In the quiet German town of Bremen, Johannes Hutter is assigned by his boss Knock to travel to Transylvania to sell a property to Count Orlock. He bids goodbye to his wife Ellen and makes the journey. He is welcomed by the rat-like Orlock who turns out to be a vampire. As Orlock imprisons Hutter, the Vatican monster hunter Father Pipecock, aided by the gun-toting Sister Funk, invades the castle to eliminate Orlock’s vampire wives. Taking over the ship Empusa and devouring its crew, Orlock arrives in Bremen and overruns the city with his plague of vampirism.

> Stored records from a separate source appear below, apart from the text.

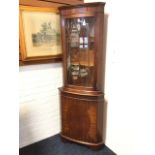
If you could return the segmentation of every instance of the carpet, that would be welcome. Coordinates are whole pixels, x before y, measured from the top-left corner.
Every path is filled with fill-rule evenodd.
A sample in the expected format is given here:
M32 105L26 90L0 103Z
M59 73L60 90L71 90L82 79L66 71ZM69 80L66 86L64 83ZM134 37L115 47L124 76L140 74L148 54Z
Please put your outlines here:
M107 146L93 151L86 146L64 143L60 135L55 135L19 149L19 155L116 155Z

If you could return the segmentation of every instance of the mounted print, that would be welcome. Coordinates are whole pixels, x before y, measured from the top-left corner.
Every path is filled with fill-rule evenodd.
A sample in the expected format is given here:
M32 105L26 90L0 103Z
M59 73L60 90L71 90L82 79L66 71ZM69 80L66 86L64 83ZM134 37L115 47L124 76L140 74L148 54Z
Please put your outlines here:
M22 61L61 59L60 16L56 8L20 6Z

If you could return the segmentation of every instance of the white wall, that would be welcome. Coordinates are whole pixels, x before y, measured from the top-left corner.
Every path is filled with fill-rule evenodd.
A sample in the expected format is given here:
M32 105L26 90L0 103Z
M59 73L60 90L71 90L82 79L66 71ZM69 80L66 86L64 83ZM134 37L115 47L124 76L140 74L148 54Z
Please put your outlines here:
M154 6L151 0L106 1L106 144L118 155L155 154Z
M21 66L20 147L57 134L60 131L58 87L62 86L62 65Z

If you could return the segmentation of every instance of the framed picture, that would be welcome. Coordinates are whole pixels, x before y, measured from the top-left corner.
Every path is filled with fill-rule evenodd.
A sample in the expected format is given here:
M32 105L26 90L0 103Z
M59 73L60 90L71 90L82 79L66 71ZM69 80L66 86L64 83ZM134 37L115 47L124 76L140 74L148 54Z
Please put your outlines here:
M60 15L56 8L19 6L22 61L61 59Z

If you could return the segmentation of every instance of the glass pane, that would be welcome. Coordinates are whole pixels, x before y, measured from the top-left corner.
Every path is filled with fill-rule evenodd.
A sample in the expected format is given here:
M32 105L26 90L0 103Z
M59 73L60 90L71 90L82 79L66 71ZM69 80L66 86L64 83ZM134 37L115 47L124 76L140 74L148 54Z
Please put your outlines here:
M94 17L66 20L68 84L93 86L94 23Z

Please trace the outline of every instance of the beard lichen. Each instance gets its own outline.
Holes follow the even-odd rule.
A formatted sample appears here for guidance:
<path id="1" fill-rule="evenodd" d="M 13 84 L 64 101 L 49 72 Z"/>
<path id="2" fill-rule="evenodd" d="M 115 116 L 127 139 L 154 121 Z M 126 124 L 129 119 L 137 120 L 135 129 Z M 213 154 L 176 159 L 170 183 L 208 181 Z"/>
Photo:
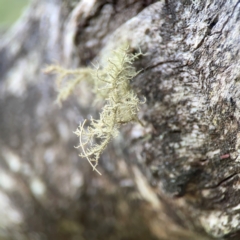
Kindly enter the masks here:
<path id="1" fill-rule="evenodd" d="M 65 100 L 73 91 L 76 85 L 86 79 L 94 84 L 94 92 L 104 99 L 105 105 L 102 108 L 99 119 L 90 119 L 88 127 L 86 121 L 79 125 L 74 132 L 79 137 L 81 149 L 79 156 L 86 158 L 93 170 L 97 170 L 98 161 L 102 152 L 112 138 L 118 135 L 121 125 L 129 122 L 138 122 L 137 113 L 139 100 L 136 93 L 130 86 L 130 81 L 139 73 L 133 63 L 142 55 L 141 51 L 136 54 L 128 52 L 128 48 L 119 48 L 112 52 L 106 67 L 79 68 L 77 70 L 63 69 L 57 66 L 50 66 L 47 72 L 58 73 L 58 83 L 61 84 L 65 77 L 70 77 L 67 85 L 60 88 L 58 102 Z"/>
<path id="2" fill-rule="evenodd" d="M 58 65 L 48 66 L 45 73 L 53 73 L 57 75 L 56 85 L 58 96 L 56 103 L 61 105 L 74 91 L 76 86 L 83 80 L 93 83 L 94 70 L 91 68 L 66 69 Z"/>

Tony Watt may lay claim to being possibly the worst director currently at work in the world. A former organiser of Toronto’s Twisted Sinema exploitation festival, Watt first appeared with the mind-boggling Frankenpimp (2009), an excruciating film dragged out to three plus hours that may well be one of the most agonising watching experiences I have ever had – all deliberately bad acting, racial caricatures, cartoonish sound effects and fart noises run together with a mishmash of exploitation genre elements in a near-incoherent plot. Little improved with Watt’s subsequent films Vixen Highway 2006: It Came from Uranus! (2010) and Acid Head: The Buzzard Nuts County Slaughter (2011), which offered more of the same.

Nosferatu vs Father Pipecock & Sister Funk is different than most of Tony Watt’s films. Where these others are films that quote classic exploitation cinema and set out to be as mind-numbingly bad as possible in every way, here Watt has sourced another entire film and simply laid voice and joke tracks over the top. This is something that horror hosts of the 1970s and 80s would habitually do – insert themselves into or interrupt horror films with corny jokes. This reached a nadir with Mystery Science Theater 3000 (1988-99, 2017-8), which took classic B and bad movies and wrote them over with smartass jokes and jeered at their technical shortcomings. The modern incarnation of this is cinematic screenings with live hecklings.

There are a few additional scenes that have been filmed but essentially what we have on screen is a Mystery Science Theater 3000 version of Nosferatu (1922). This is a classic that was arguably the world’s first vampire film – an uncredited ripoff of Bram Stoker’s Dracula (1897) – and created the indelible image of Max Schreck’s rat-like vampire. In that the original Nosferatu is now in public domain, Tony Watt has simply taken a print of this and written his usual bad racial caricatures, fart and clonk sound effects and the like over the top of it. The film’s equivalent of Renfield is dubbed over with a broad and brassy Noo Yoik accent like some kind of mobster turned comedian (something that seems oddly appropriate for the way Renfield is played in Nosferatu), while other characters deliver their roles in fake British accents or like Monty Python charwomen with fake drag falsettos. Even the musical score that Nosferatu gets is now comprised of open source excerpts of classical music.

In the handful of original scenes shot for the film, Watt turns up as Father Pipecock, which seems something like a classic Hammer-styled vampire hunting priest conducted as a horrendous Black and White Minstrel Show version of a blaxploitation hood where Watt plays the part with ridiculous stovepipe hat, thick glasses and a girly falsetto. Even though these scenes only comprise a matter of minutes, Watt’s agonising bad acting, silly voices and cartoon sound effects manage to go on and on and on. There is the occasionally amusing line like when Ellen greets Orlock’s classic death scene in the sunlight: “You idiot – vampires don’t sparkle.”

Yet for all his appropriation of a classic like Nosferatu, Tony Watt oddly fails to fully turn it into another of his bad films. In that what we are watching is essentially 98% of the original film on screen, it, despite the addition of its bad sound effects, is there enough that the creepy magnificent power that the original had still comes through. Try as he might to ridicule it, Tony Watt is not able to take that away from the original.